Archive for April, 2007

The Developing New Services [PDF 985K] presentation I linked to yesterday deserves a post of its own. Rae and Ogilvie make a pretty good case for service design and provide some other great examples to check out.

Enterprise, Starbucks, Progressive, OnStar, Netflix and Acela.

How to Rent a Car

Steve Portigal posted about his recent experience with Budget Rent A Car in Providence. Lots of examples of what not to do from a service design perspective. Peter Merholz also had a run-in with Budget a while back. He ended up asking if anyone actually likes renting a car.

I think so. My favorite rental company by far is Enterprise. They don’t just get the basics right (which Budget seems to have failed at); renting from Enterprise is actually a pleasure. Their employees seem empowered to go above and beyond the call of duty and no matter which city I’ve rented from, there’s always some little aspect of the service that’s unexpectedly nice. Last summer when I flew into St. Louis, they had a cooler with iced bottles of water on the shuttle from the airport. In Pittsburgh my car was waiting (already warmed up) by the time I walked from the agent desk to the garage. The winter before grad school I rented maybe a dozen cars from Enterprise with flawless service.

Maybe they’re not perfect, but they do enough right that it makes sense to look at exactly what’s going on with their service.

There’s a good analysis of the rental car industry in this PDF by Peer Insight Developing New Services [PDF 985K]. They reference Doblin’s Ten Types of Innovation and apply those levers to the rental car service across four broad categories: Finance, Process, Offering and Delivery (pg 22). Most rental car companies engage in feature warfare by focusing on the offering. Enterprise gets the offering right, but they go beyond that and exploit the finance and delivery segments as well with innovations in business model, channel, brand and customer experience.
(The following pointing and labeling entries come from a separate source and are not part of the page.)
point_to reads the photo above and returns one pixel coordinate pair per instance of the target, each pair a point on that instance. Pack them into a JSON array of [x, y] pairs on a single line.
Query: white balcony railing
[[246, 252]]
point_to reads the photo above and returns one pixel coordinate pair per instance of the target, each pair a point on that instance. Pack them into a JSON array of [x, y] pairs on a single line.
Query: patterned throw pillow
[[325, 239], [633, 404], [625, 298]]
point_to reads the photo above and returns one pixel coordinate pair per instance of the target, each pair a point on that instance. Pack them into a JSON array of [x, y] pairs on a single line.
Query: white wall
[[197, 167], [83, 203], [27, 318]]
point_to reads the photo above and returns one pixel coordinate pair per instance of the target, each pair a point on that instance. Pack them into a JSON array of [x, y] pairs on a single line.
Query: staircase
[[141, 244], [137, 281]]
Came across an inspiring interview (with a grandiose title) from 2006 over at the NextDesign Leadership Institute with Chris Downs of Live|Work and Gill Wildman of Plot. Lots of good stuff but this was especially nice:

One of the reasons why designers don’t often get to work in this area is that by the current nature of the practice (and here’s my epiphany in this conversation), I believe most designers are still waiting to be invited to the game!

The age of the designer passively waiting for the dream client and dream brief is now over! That’s official. If “designer” means anything now, I hope it comes to stand for the kind of activist who can grapple with the scale, complexity and interdependency of world issues. Just pick one, and then initiate new things that bring people together to work.

Don’t wait for the clients. Just get on with it.

HR Block Breakdown

I’ve used HR Block’s online tax service for the past ten years. It works pretty well for simple tax forms. They just import my information from year to year and I fill in any details that change. I deal with a single touchpoint for a couple hours per year. It’s turnkey.

But this year I decided to go into their office here in San Francisco and have them work up the forms for some of the contracting I did last summer. It’s a new system touchpoint for me and the service should have been better than online. Unfortunately, HR Block’s online and local services are completely separate.

Despite having ten years of tax data for me, including my return from 2005 here in San Francisco, their local office had no access to that information. Not even my name. To make matters worse, their online service doesn’t know that they’ve already done my taxes. I’m still getting breathless e-mails telling me that time is running out.

Personalized service is the only reason to keep using HR Block–there are plenty of other services out there. It seems like they’re missing a huge opportunity by keeping their online and offline systems segregated.